2017-04-25

Vatic Labs Code Test Post-Mortem

Goals of This Post-Mortem

Specifically, I would like to capture stats to use as metrics for comparison against future attempts.

I would also like to mutate the challenge for future attempts, for improvement purposes.

Further, I would like to consider the four questions, Stephan:

What did we do well, that if we don't discuss we might forget?
What did we learn?
What should we do differently next time?
What still puzzles us?

I wish to answers these four questions on this attempt, as well as the process I am creating by repeatedly doing these problems and then post-morteming them.

Stats of Interest

Started: Sun Apr 23 08:30:00 EDT 2017

Ended: Mon Apr 24 08:30:00 EDT 2017

Time to complete task: 24 hours

Tests created for this attempt: 4

End-to-end tests (usable in future attempts): 3

Past test results: N/A

Current test results: all passed

Future test results: N/A

Final result:

Passed speed constraint
Failed system test
- Meaning unknown
- Possibly failed memory constraint
- Possibly failed implementation

Constraints for next attempt:

Same constraints as in problem-statement except:
- Three hours allotted time to complete task
- Create larger suite of tests in general
  - Test every edge condition
  - Test every specified constraint of final executable
  - Rewrite end-to-end test such that they run a vatic_code_test executable
    - This will allow end-to-end tests to run against non-python attempts

What did we do well, that if we don't discuss we might forget?

Given the options, I decided to tackle the question in the language I knew best, and, if I had time, then port it to the language I didn't know as well.

I believe this was the correct decision.

I setup my environment pretty quickly, and was even using pylint throughout (caught small errors that might've wasted my time pretty quickly).

What did we learn?

If I am going to take using different editors and IDEs seriously, I have to:

note whenever I want something to be different
note bad habits
- make bad habits impossible

Otherwise, I might as well stick to vim.

Pandas is a cool library that I want to get better at.

Printing to stdout is slow!

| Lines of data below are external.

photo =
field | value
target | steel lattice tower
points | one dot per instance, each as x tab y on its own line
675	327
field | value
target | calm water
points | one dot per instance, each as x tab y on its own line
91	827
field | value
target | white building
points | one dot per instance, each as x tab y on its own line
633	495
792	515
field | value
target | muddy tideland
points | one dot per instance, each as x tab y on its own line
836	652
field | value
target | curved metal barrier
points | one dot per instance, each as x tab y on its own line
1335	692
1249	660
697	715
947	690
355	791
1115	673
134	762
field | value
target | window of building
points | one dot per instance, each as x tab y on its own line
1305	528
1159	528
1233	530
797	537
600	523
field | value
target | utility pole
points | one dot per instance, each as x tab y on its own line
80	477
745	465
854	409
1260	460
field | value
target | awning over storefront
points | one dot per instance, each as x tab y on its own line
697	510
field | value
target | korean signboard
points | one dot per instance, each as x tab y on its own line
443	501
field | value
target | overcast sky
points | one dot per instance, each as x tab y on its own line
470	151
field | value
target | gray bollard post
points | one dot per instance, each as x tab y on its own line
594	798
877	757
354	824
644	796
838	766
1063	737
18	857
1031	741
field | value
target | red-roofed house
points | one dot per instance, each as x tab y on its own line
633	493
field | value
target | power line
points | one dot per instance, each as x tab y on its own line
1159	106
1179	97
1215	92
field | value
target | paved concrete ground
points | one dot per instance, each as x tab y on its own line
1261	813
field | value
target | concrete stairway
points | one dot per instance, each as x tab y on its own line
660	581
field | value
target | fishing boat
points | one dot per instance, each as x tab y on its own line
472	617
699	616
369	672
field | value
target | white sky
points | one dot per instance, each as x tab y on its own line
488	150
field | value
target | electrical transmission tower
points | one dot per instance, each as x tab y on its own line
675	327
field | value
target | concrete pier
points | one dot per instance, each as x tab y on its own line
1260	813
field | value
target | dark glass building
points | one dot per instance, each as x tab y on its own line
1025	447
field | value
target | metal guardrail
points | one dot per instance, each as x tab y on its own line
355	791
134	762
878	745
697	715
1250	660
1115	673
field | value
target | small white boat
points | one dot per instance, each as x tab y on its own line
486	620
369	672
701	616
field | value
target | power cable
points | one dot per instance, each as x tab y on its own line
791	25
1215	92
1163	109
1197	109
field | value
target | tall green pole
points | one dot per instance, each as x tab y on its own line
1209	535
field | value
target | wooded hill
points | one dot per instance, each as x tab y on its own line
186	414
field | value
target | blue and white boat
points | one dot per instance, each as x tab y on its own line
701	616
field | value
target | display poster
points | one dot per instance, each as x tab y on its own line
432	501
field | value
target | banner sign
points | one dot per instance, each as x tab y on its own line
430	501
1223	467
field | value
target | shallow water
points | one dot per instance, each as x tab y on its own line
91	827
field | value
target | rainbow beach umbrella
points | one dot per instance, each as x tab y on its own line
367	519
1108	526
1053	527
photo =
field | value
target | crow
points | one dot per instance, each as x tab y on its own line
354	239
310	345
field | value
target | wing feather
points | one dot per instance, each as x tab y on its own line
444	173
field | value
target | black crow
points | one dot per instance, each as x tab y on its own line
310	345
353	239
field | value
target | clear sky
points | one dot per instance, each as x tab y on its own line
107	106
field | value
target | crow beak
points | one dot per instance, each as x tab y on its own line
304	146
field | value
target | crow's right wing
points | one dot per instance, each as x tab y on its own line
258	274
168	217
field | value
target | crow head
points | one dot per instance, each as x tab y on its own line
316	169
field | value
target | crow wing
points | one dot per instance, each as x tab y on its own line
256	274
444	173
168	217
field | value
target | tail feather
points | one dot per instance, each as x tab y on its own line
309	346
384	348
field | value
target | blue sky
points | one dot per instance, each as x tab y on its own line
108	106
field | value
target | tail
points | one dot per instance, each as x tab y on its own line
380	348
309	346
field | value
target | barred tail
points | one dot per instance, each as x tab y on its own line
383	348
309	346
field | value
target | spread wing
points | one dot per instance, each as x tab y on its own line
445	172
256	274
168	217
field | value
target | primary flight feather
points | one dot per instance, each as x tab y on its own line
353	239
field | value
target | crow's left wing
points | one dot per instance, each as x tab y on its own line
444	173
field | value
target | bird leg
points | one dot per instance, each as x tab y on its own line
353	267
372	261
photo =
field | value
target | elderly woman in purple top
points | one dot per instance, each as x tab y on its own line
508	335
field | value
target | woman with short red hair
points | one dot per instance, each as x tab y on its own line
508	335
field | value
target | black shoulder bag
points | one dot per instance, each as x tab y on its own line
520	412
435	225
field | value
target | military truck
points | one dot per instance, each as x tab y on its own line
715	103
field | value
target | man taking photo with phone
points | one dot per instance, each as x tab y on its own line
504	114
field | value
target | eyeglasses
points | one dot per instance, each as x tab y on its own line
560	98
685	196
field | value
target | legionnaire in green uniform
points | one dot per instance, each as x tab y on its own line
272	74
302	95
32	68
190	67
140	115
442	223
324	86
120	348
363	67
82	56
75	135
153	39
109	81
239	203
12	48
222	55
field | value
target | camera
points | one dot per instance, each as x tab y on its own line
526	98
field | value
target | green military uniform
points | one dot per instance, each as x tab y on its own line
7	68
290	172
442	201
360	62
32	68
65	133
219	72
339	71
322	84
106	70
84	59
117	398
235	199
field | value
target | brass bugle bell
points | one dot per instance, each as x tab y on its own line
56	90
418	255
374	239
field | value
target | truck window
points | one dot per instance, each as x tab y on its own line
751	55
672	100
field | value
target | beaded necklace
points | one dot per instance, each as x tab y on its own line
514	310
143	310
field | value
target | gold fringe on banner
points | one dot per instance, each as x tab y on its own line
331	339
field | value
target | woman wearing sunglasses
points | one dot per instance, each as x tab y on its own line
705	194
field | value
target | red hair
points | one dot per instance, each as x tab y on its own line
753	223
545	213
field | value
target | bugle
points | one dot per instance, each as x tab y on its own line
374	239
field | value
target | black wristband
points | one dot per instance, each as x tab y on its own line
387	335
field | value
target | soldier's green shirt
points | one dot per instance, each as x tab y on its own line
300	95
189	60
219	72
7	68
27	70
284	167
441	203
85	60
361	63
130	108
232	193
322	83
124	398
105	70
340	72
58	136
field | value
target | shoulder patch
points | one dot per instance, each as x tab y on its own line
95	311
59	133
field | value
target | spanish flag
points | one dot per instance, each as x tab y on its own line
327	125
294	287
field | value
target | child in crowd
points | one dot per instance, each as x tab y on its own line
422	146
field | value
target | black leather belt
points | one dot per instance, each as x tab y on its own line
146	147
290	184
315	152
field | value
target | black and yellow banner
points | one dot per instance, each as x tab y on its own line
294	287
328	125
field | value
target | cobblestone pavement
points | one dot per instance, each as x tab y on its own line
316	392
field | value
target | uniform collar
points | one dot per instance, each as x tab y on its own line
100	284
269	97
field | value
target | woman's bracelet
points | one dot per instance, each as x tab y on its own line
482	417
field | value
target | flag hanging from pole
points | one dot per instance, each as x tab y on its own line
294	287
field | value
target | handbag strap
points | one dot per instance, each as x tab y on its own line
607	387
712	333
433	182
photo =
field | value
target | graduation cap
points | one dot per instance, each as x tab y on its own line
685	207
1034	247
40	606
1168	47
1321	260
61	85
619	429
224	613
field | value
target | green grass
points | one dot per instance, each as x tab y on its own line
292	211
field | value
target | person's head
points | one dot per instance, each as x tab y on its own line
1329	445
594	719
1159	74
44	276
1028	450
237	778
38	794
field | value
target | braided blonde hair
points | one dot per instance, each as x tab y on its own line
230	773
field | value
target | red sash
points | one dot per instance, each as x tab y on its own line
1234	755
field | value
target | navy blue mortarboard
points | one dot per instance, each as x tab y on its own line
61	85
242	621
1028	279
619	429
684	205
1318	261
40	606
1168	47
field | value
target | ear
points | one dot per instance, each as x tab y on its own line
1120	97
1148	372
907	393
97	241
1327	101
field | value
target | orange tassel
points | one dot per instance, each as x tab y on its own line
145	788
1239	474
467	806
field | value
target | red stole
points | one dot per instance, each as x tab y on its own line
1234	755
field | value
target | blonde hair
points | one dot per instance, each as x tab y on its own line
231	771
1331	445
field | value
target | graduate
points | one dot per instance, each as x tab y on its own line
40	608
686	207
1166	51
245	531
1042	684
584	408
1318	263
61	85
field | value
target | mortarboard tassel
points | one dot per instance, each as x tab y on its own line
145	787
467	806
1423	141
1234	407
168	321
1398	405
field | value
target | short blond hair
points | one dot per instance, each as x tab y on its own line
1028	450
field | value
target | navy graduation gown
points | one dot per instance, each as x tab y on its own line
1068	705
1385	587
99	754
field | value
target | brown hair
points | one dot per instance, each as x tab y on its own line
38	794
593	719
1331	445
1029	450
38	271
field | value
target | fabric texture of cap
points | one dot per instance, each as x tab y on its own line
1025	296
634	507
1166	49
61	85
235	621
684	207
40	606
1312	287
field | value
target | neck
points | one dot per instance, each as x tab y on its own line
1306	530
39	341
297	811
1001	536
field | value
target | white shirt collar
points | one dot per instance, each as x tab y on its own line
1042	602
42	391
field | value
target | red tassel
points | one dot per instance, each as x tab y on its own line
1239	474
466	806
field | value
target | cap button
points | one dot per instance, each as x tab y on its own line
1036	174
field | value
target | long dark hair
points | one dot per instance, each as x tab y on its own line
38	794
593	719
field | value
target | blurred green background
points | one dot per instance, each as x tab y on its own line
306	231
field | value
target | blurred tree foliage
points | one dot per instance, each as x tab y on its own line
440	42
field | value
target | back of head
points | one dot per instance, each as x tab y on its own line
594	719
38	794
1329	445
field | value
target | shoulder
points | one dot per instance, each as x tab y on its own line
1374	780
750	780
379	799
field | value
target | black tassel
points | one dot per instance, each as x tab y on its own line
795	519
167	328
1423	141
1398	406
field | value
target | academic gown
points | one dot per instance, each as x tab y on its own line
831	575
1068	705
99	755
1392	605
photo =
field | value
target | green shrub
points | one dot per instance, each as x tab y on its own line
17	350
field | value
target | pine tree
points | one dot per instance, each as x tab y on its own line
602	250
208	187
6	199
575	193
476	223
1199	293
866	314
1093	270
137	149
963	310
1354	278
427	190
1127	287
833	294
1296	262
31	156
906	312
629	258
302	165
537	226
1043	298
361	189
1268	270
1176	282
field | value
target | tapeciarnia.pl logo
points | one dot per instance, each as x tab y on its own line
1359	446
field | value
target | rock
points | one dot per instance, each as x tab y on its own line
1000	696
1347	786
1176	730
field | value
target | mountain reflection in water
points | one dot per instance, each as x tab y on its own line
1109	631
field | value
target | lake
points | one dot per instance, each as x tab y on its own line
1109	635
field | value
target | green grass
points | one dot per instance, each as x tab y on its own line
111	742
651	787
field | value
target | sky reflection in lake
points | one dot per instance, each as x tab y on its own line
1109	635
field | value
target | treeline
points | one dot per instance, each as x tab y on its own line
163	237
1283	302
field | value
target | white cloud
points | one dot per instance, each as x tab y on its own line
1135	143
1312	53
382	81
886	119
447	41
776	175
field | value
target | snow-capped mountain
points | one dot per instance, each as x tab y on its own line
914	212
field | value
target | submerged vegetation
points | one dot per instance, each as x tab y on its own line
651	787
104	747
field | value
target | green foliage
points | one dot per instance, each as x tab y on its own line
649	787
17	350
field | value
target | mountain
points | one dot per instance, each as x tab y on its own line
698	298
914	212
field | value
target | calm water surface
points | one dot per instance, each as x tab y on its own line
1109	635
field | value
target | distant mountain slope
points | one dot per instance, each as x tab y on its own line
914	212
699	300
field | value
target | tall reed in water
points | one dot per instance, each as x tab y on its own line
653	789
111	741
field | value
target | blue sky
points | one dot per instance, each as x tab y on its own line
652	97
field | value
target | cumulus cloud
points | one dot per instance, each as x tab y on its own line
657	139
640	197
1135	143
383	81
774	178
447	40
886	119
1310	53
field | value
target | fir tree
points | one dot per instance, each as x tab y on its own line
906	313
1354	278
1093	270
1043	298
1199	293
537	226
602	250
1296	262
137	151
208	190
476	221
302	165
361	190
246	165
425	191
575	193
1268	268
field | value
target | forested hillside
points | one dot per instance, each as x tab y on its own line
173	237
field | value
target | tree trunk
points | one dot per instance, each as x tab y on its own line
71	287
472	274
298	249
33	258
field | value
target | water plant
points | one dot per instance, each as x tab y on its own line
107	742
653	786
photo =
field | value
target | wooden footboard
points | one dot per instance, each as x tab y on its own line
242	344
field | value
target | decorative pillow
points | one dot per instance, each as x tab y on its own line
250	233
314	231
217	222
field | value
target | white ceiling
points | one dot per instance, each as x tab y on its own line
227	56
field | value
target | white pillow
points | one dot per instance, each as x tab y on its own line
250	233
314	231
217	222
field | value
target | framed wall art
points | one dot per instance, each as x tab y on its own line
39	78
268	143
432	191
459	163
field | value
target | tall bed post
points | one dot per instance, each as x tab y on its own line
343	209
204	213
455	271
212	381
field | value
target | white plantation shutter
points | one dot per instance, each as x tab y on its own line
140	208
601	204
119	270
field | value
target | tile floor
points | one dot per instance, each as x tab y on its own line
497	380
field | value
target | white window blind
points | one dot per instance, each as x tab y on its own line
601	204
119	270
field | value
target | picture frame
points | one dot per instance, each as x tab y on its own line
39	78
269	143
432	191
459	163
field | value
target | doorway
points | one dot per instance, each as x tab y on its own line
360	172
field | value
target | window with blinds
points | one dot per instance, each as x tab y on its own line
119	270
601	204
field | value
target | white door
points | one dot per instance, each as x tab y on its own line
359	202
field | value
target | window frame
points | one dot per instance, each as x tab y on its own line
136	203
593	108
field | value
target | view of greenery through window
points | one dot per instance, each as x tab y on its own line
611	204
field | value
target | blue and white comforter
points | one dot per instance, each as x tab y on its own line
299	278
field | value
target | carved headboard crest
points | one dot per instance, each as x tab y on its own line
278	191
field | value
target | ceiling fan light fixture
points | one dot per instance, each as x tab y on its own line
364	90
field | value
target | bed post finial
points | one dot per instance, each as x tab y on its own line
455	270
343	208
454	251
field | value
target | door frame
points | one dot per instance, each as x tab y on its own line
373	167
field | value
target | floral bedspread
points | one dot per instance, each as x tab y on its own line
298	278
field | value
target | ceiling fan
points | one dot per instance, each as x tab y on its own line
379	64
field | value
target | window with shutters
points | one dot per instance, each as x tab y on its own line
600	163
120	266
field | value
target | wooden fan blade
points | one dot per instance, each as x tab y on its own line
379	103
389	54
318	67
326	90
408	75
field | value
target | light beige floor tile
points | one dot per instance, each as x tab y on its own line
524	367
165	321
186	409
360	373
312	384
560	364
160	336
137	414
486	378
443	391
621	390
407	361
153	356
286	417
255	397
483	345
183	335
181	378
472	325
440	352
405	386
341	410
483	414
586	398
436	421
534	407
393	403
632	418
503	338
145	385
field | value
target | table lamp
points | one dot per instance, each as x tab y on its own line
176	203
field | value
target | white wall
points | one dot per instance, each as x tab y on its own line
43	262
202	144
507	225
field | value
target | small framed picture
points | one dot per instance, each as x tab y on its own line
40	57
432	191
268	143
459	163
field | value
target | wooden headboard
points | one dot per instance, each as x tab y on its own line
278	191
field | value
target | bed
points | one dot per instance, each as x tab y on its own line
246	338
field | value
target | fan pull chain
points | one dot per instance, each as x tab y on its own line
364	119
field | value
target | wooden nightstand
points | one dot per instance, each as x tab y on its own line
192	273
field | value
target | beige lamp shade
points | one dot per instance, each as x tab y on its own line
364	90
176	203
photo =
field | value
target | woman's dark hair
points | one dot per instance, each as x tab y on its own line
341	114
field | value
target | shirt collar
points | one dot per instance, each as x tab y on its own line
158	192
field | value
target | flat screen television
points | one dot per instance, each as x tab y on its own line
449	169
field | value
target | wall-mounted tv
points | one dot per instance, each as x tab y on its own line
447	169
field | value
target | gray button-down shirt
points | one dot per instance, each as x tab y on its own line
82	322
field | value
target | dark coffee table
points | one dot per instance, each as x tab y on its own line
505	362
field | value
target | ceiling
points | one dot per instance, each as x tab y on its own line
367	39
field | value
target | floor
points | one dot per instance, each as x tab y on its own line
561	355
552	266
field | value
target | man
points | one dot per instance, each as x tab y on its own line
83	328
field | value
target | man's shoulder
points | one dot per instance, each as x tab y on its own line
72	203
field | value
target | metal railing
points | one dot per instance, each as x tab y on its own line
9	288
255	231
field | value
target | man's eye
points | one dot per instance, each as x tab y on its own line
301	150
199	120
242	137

I've learned this multiple times now and I'm now going to create a list of common speed enemies.

Only solve a problem once it is proven to be a problem. Again, learned this multiple times now, but it's a hard habit to break. Specifically, I tried to optimize away rounding error before verifying it would be a problem, and it ended up making my program too slow.

What should we do differently next time?

Git Init

I need to start cultivating a checklist (some people call them recipes and I like that metaphor) for general startup purposes.

I've dabbled in them in the past, and I think it's a good idea to dabble in them again.

But that's really specifically to do something differently next time that I surprisingly forgot to do this time. I did not start my project with:

git init

I didn't even consider properly versioning my code until I was almost done with my first implementation.

Even if my instinct is to make quick prototypes that I delete (more on that later), there's nothing wrong with versioning those prototypes. The repo will be deleted just as easily as the code.

Break It Down, Prototype, Start-Over

The problem was well-defined. I was given input, I was given output.

The problem is not particularly complicated, but it does have layers and many steps.

I needed to define the sub-goals, prototype an answer, get something working, and then redo it so it would naturally be a bit cleaner.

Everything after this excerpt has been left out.